То, что он говорит, ничего не меняет. Мейнард станет свободным человеком через несколько лет, такое возможно, и если дальше будет служить так, как теперь, Бейнир ему и землю даст, и дом, лишь бы остался. Такой человек полезен деревне. Но… он был и останется монахом, хоть на него и не похож, он принес обеты христианскому Богу, который, как Альвдис поняла, уж точно ничего не забывает. Особенно подобных вещей. Монашеский обет — вещь нерушимая, и клятвы Мейнарда, что он дал своей церкви, не исчезнут тут. Свободен он или нет, он принадлежит Богу, и Бог не опустит его к женщине.

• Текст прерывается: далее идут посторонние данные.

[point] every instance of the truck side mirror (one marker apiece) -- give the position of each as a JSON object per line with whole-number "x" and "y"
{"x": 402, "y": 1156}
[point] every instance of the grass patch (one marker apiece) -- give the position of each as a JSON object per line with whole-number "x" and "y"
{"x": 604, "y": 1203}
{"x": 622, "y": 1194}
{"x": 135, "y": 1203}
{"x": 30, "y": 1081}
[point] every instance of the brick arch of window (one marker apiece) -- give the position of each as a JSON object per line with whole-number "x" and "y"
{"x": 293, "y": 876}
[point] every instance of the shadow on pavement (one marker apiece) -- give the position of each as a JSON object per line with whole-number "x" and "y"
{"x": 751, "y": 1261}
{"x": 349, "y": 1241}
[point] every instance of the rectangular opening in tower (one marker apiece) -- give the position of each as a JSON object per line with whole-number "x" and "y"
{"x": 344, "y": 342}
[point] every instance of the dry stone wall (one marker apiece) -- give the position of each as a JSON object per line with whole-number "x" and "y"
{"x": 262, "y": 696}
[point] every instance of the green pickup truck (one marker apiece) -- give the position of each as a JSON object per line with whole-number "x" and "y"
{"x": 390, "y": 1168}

А ведь как хорошо представилось: подождать еще несколько лет, испросив у отца разрешения выбрать тогда, когда будет готова к замужеству; Мейнард станет свободным, и Альвдис изберет его. Конечно, он не так хорош в глазах общины, как богатый сосед. Выйти замуж за бывшего раба — скандал будет огромный. Но Альвдис знала, что сумеет убедить и отца, и мачеху (Далла, может, ещё и порадуется такому повороту дела). И тогда Альвдис сможет быть счастлива, и его сделает счастливым, каким бы темным ни казалось его прошлое. Она знала, что может, чувствовала в себе целительную силу, — не ту, что требует лука, отваров и лекарских умений, а ту, что дарит влюбленность.
Она влюблена в Мейнарда, так и есть. Но этот путь заканчивается отвесной скалой, уходящей в христианские небеса, и вскарабкаться по ней не может даже дочка вождя, которая с детства умела лазать по уступам и приносить больше яиц тупиков, гнездившихся в расщелинах, чем все остальные дети.

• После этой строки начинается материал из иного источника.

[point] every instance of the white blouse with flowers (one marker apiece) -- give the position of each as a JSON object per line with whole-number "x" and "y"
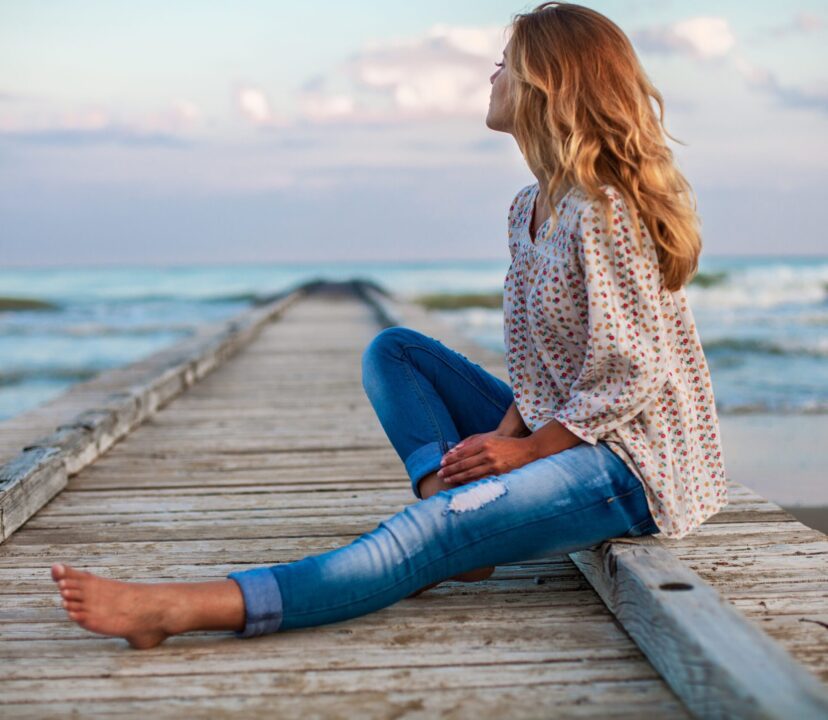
{"x": 595, "y": 342}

Мейнард внезапно остановился и сделал Альвдис знак, чтобы и она замерла. Девушка молчала, прислушиваясь, как и он, однако ничего особенного не услыхала. Лес как лес — птичий щебет, вздохи ветра. Франк постоял немного, а затем покачал головой:
— Показалось, будто кто-то идет за нами.
— Думаешь, волки?
— Нет, я бы увидел следы раньше. Сюда они не спускались… Идем дальше, госпожа.

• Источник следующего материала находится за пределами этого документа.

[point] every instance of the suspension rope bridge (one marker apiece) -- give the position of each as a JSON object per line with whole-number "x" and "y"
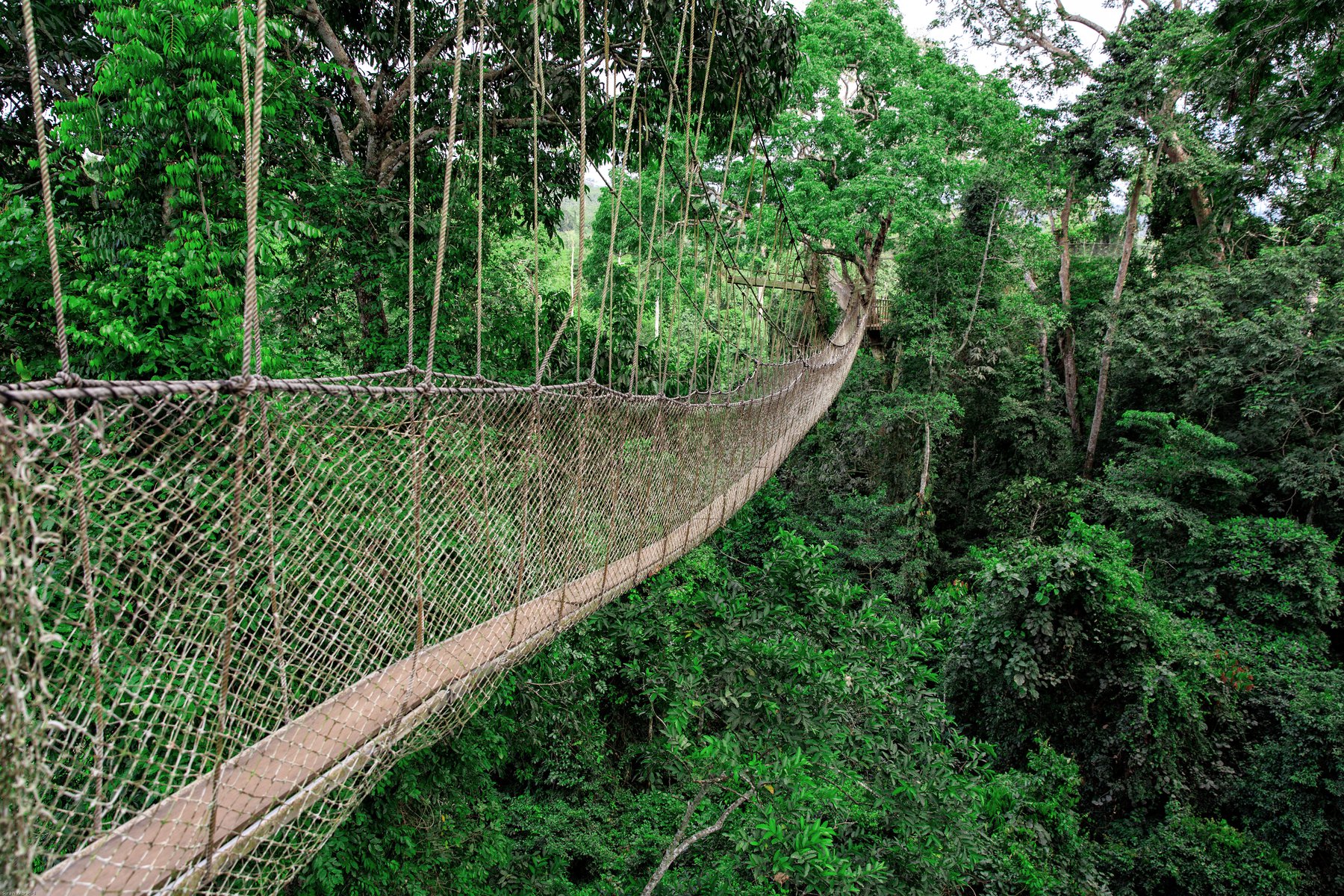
{"x": 230, "y": 605}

Через некоторое время они вышли на горный луг. Летом здесь пасли деревенских коров и овец, тех, которых не загоняли совсем высоко в горы, чтобы спуститься вниз лишь осенью. Трава давно пожухла, а лежавшие тут и там плоские валуны, в пасмурную погоду казавшиеся неприветливыми, сейчас были похожи на камушки, которые разрисовывают дети. Альвдис сама так раньше рисовала, утащив немного краски, предназначенной для тканей. Тут проходил гранитный кряж, и камень имелся разный — и серый, и темно-красный, словно брусника, и пыльно-розовый, как солнце в прохладном закате. Под лучами солнца, уже нежаркого, и все же еще имевшего власть над землей, выпавший ночью снег почти растаял, и лишь редкие проплешины виднелись тут и там, словно обещание, данное подступающей зимой.